Their data-driven approach is based on an algorithm that they developed using machine learning methods. This algorithm can determine in which cantons the individual characteristics and abilities of particular refugees (e.g. age, gender, origins, language) best fit the specifics of the labour market (e.g. size of the agricultural sector, language region, ethnic networks).

On this basis, it makes a concrete recommendation about which canton a refugee will be most likely to find work in. The algorithm uses existing data from the State Secretariat for Migration. This dataset comprises a total of 22,159 asylum seekers who have received subsidiary protection (F-permit) and can stay in Switzerland.

Tested on real data

In order to ensure that the algorithm adequately captured current labour market conditions, the researchers used real personal and employment data from every asylum seeker who entered Switzerland between 1999 and 2012 and received subsidiary protection.

In a second step, the researchers tested the algorithm's performance on a new sample. For the refugees who entered Switzerland in 2013, they compared the percentage who were actually employed three years later (15 percent) with the percentage of refugees that would have been employed under the algorithm's allocation (26 percent). They therefore concluded that integration-optimised allocation could substantially increase employment opportunities for refugees in Switzerland.

Science offers constructive solutions

In the cantons of Vaud and Zurich, for example, young men from Iraq have good employment prospects. In Vaud, employment prospects are higher for anyone who speaks French. Women from Sri Lanka also have relatively good employment prospects in both cantons; both cantons have comparatively large regional networks from Sri Lanka.
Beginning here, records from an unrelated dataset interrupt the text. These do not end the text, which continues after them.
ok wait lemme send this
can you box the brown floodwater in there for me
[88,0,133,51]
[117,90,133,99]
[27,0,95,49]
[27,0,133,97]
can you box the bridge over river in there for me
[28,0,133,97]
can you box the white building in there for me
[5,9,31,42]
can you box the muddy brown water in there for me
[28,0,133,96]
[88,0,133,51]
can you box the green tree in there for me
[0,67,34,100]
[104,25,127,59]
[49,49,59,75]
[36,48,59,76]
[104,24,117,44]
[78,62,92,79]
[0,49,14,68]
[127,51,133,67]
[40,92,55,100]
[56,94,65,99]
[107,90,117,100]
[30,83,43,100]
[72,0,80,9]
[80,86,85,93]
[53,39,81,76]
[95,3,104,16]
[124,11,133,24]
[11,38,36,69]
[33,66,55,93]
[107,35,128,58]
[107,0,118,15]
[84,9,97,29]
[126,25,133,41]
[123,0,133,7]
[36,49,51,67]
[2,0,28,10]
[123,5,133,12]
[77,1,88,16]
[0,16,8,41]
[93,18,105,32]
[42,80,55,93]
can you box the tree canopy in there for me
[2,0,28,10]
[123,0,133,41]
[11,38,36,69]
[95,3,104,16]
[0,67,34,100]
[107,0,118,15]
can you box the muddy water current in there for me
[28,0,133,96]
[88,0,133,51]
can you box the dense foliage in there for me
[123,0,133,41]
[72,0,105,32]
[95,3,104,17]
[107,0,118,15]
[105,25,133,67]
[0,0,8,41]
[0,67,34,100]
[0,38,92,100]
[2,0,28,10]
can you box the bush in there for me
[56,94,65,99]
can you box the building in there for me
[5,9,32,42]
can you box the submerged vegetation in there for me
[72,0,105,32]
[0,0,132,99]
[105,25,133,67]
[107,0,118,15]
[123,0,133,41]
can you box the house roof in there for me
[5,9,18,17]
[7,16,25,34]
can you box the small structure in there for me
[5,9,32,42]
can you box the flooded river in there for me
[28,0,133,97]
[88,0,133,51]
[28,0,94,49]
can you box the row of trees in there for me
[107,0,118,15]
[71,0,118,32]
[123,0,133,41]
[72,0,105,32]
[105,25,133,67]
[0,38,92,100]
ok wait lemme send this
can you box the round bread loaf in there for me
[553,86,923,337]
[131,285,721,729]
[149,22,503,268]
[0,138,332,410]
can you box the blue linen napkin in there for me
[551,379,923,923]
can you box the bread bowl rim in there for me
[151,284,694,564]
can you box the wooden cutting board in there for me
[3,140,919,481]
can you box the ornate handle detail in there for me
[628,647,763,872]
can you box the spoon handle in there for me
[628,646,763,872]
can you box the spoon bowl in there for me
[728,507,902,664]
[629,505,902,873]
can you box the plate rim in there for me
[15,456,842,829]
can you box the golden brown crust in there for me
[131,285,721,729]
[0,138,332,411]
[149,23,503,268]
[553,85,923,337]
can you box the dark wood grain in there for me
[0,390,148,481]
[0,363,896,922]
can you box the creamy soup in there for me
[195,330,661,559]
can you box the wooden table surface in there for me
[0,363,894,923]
"In a next step, the algorithm could be put into practice; it would be fairly straightforward to integrate it into the existing allocation process," explains Dominik Hangartner, Professor of Public Policy at ETH Zurich and responsible for the Swiss part of the study. He adds that it could also be updated at any time if the composition of refugees and labour market were to change.

"Our goal is to use data and social sciences to propose solutions that improve the asylum process and refugees' labour market integration. After all, having more refugees employed can also ease the financial burden on the Swiss government, cantons and municipalities.